Oops seems like I have been off the grid for a while… Well lets get back into a routine with the series of Wast Water posts! Who knew England could be so pretty?

Eskdale Mill

Why Wast Water? Rosie and I visited Lake Windermere earlier in the year, my first time visiting the Lake District actually, and even though it was scenic I just wanted something more outdoorsy… basically I just wanted some fresh air and a stretch, having spent so much time studying – I’m sure if you ask Rosie she would question the use of the word ‘studying’ and replace it with procrastinating by watching Dragonball Super (Yes I’m 22) and Youtube. Going off track here, but I used to enjoy making videos when I was younger (from what I recall they were terrible and are all long gone with the old computer…), and was thinking of getting back into it and capturing my travels, especially hiking trips (original, I know right?). Ah yes, so why Wast Water? Here are my reasons:

  1. Apparently UK’s best view;
  2. It would involve camping and hiking;
  3. It’s convenient-ish to get to by public transport;
  4. It’s also not too convenient to get to.

Okay, the first three reasons are fairly self explanatory, however you might have raised an eyebrow for the fourth reason. Hear me out. I’m not trying to say I’m the perfect tourist, I’m clearly not, but tourists are the worst. When an attraction gets overpopulated, it just becomes terrible and I’m sure everyone knows this feeling, so instead of me ranting, check out Thomas Heaton’s video, he pretty much sums it up. Therefore, a place that is a bit difficult/takes more effort to get to, you tend to avoid crowds and most importantly bumbling idiots and obnoxious tourists. This trip has definitely made me want to do more hiking/outdoorsy travels!

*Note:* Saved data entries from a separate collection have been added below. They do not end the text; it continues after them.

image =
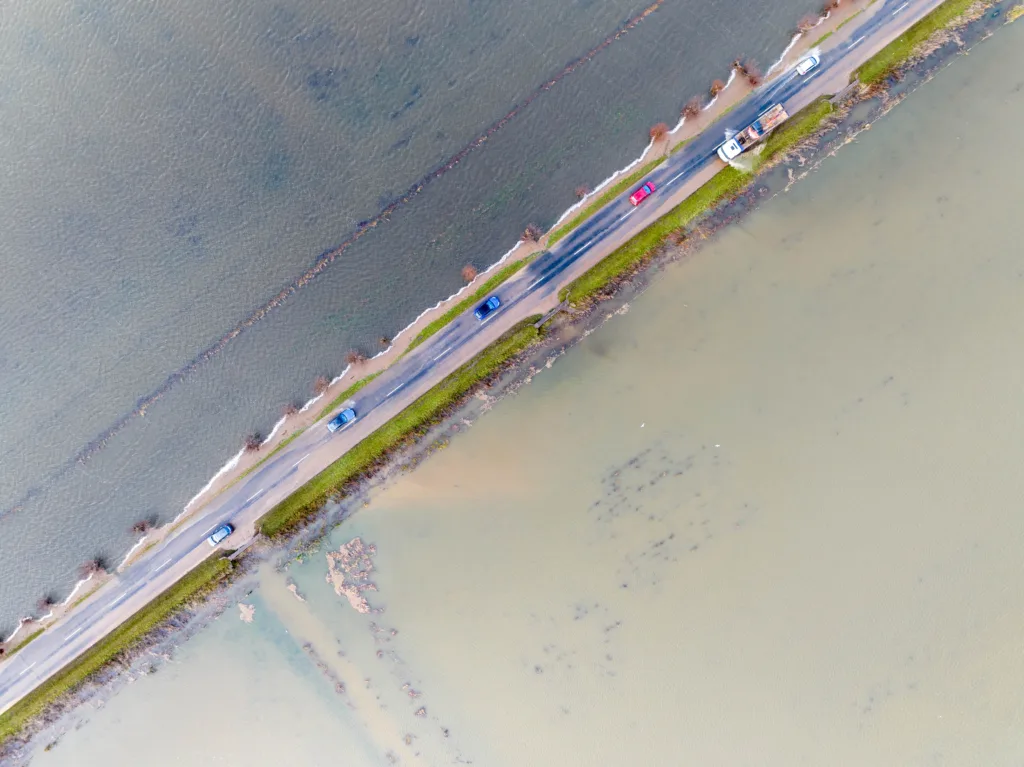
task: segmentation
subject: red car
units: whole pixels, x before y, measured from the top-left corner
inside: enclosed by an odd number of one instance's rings
[[[658,187],[654,185],[653,181],[648,181],[629,196],[629,201],[634,205],[639,205],[652,194],[654,194],[654,190],[657,188]]]

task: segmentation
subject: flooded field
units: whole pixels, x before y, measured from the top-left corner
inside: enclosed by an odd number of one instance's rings
[[[1022,63],[955,62],[33,764],[1019,765]]]

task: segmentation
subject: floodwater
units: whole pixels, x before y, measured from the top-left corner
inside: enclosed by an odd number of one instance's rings
[[[0,635],[818,7],[666,2],[527,103],[648,2],[6,3]]]
[[[329,542],[371,612],[268,570],[34,764],[1020,764],[1022,63],[1018,24],[377,493]]]

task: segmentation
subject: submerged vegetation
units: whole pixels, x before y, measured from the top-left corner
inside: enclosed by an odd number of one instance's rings
[[[179,610],[209,594],[227,577],[231,569],[231,562],[222,559],[219,554],[210,557],[83,655],[0,714],[0,746],[17,736],[51,704],[78,689],[92,674],[113,661],[125,659],[128,652],[145,639],[147,634]],[[24,647],[28,641],[22,642],[21,646]]]
[[[860,65],[850,76],[850,81],[860,80],[865,85],[876,85],[891,75],[909,59],[914,49],[962,16],[978,0],[946,0],[910,29],[897,37],[882,50]]]
[[[653,160],[652,162],[641,166],[628,176],[616,181],[614,184],[611,184],[607,189],[601,192],[601,195],[597,199],[579,211],[575,216],[569,219],[567,223],[552,231],[548,235],[548,247],[552,247],[556,242],[565,237],[565,235],[569,234],[569,232],[579,226],[582,222],[586,221],[594,215],[594,213],[610,203],[631,186],[638,183],[640,179],[657,168],[663,162],[665,162],[665,158],[659,157],[657,160]]]
[[[537,315],[520,322],[281,501],[259,520],[259,531],[273,538],[295,530],[347,485],[381,466],[394,451],[415,441],[461,403],[474,386],[500,372],[509,360],[532,345],[540,337],[540,331],[534,327],[539,319]]]
[[[757,168],[763,167],[769,160],[788,151],[817,131],[822,120],[832,111],[831,102],[827,98],[821,98],[790,118],[765,139],[756,161],[755,173]],[[731,166],[716,174],[666,216],[655,221],[563,288],[559,298],[571,304],[578,304],[600,295],[607,286],[624,274],[646,264],[669,236],[678,234],[677,239],[681,241],[684,237],[684,227],[718,203],[738,194],[751,180],[750,174]]]
[[[412,343],[409,344],[409,348],[405,350],[405,353],[408,354],[471,306],[483,301],[488,293],[530,263],[534,258],[536,258],[536,255],[527,256],[526,258],[522,258],[519,261],[515,261],[508,266],[499,269],[493,277],[477,288],[471,296],[462,299],[451,309],[423,328],[423,330],[419,332],[419,335],[412,339]]]

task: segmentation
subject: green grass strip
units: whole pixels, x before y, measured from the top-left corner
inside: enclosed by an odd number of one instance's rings
[[[355,396],[356,392],[358,392],[360,389],[366,386],[366,384],[370,383],[370,381],[372,381],[374,378],[376,378],[383,372],[383,370],[378,370],[376,373],[371,373],[370,375],[366,376],[366,378],[361,378],[358,381],[356,381],[350,387],[345,389],[345,391],[343,391],[337,397],[332,399],[328,405],[325,405],[324,409],[320,411],[320,415],[316,417],[316,420],[319,421],[321,418],[326,418],[332,410],[335,410],[338,407],[340,407],[341,403],[344,402],[345,400],[351,399],[353,396]],[[271,453],[271,455],[273,455],[273,453]],[[269,458],[270,456],[267,457]]]
[[[523,320],[285,498],[259,520],[260,532],[273,538],[294,530],[319,512],[332,495],[381,465],[396,449],[412,442],[457,405],[475,384],[494,375],[508,360],[534,343],[540,331],[533,323],[539,319],[540,315]]]
[[[583,223],[588,218],[590,218],[592,215],[594,215],[594,213],[596,213],[598,210],[603,208],[605,205],[610,203],[612,200],[614,200],[620,194],[622,194],[627,189],[629,189],[631,186],[633,186],[633,184],[640,183],[640,180],[644,176],[646,176],[652,170],[657,168],[663,162],[665,162],[665,158],[664,157],[659,157],[657,160],[654,160],[652,162],[647,163],[642,168],[633,171],[632,173],[630,173],[625,178],[623,178],[623,179],[615,182],[611,186],[609,186],[607,189],[605,189],[603,192],[601,192],[601,196],[600,197],[598,197],[592,203],[587,205],[587,207],[583,208],[583,210],[581,210],[579,213],[577,213],[575,216],[573,216],[569,220],[569,223],[563,224],[562,226],[558,227],[553,232],[551,232],[551,234],[548,235],[548,247],[549,248],[552,247],[556,242],[558,242],[560,239],[565,237],[565,235],[569,234],[569,232],[571,232],[573,229],[575,229],[581,223]]]
[[[419,335],[412,339],[412,343],[409,344],[409,348],[405,350],[404,354],[408,354],[409,352],[411,352],[413,349],[415,349],[421,343],[426,341],[428,338],[430,338],[437,331],[439,331],[449,322],[454,320],[464,311],[469,309],[471,306],[483,301],[484,298],[487,297],[488,293],[490,293],[492,290],[498,287],[498,285],[500,285],[501,283],[505,282],[505,280],[507,280],[516,272],[518,272],[528,263],[533,261],[533,259],[535,259],[536,257],[537,254],[534,253],[532,256],[527,256],[526,258],[522,258],[499,269],[494,274],[494,276],[488,279],[487,282],[485,282],[483,285],[481,285],[480,288],[475,293],[473,293],[473,295],[469,296],[468,298],[462,299],[461,301],[459,301],[459,303],[455,304],[455,306],[453,306],[451,309],[446,311],[436,320],[434,320],[425,328],[423,328],[423,330],[420,331]]]
[[[881,82],[900,64],[910,58],[914,48],[931,37],[932,33],[949,26],[952,21],[961,16],[973,3],[974,0],[946,0],[946,2],[861,64],[850,76],[850,82],[858,79],[865,85],[874,85]]]
[[[763,167],[773,157],[786,152],[817,131],[821,121],[831,114],[832,110],[828,98],[822,97],[793,115],[765,139],[764,149],[756,160],[754,175],[757,169]],[[669,234],[687,226],[727,197],[739,193],[752,178],[750,174],[732,166],[725,168],[668,214],[562,288],[559,298],[572,304],[590,300],[622,274],[652,258]]]
[[[139,612],[0,714],[0,745],[20,733],[47,706],[73,692],[92,674],[122,657],[173,613],[210,593],[230,572],[218,553],[196,567]]]
[[[15,647],[13,650],[9,651],[6,655],[4,655],[3,658],[0,658],[0,660],[10,660],[17,653],[21,652],[21,650],[23,650],[25,647],[27,647],[29,642],[31,642],[33,639],[38,638],[39,635],[42,634],[44,631],[46,631],[46,629],[36,629],[31,634],[29,634],[27,637],[25,637],[25,641],[24,642],[22,642],[20,645]]]

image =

Righty-ho, now time to talk about Eskdale – a four-and-a-half-hour journey from Leeds. Our route took us to Ravenglass, where we hopped on board a little steam train to take us across the 7 miles stretch of beautiful countryside into the glacial valley, Eskdale. When Rosie was telling me about the Ravenglass and Eskdale steam railway, I expected a full on giant steam engine… However, when we arrived I was pleasantly surprised when she had to tell me that what I was looking at was not one of those children’s trains you get in parks, but in fact the train we were going to get… It’s a good way to save my back of 7 miles of hiking with a massive and heavy rucksack (filled with food) – I prefer setting up camp in one location and making that my base for the trip… For me it’s not enjoyable having to hike 8+ hours with a fully loaded 70l bag. I have done it before, and unless I had to (e.g an expedition), I would not do it again… Note: it does it get quite cold sitting in the semi-sheltered carriages and you do occasionally get your lungs filled with smoke, but it’s definitely worth it if you unobstructed views of the tranquil surround landscape.

Stanley Ghyll

40 minutes later and we arrived in Eskdale, and it was only a short walk to our campsite for the night, Eskdale Campsite; the nicest campsite I have ever stayed at – it was posh – and for a reasonable price of £7.95pppn! Tent set up and bags dumped, time to explore the area! Armed with an OS map, we planned on visiting some nearby waterfalls – Gill Force and Stanley Ghyll (Stanley Force), with the former actually turning out to be nothing more than a fast flowing stream with a slight gradient… Nevertheless, still an enjoyable detour! Stanley Ghyll on the other hand was great little find! Not the biggest waterfall by any means, but it was just nestled away in such a peaceful corner of the lake district.

Waterfalls done, it was time to head back to camp and lighten our packs for our hike towards the Wast Water the morning after (also known as consuming some of the ridiculous amount of food we had – check out Rosie’s post for a photo!), then a final wander around the valley chasing the fading light!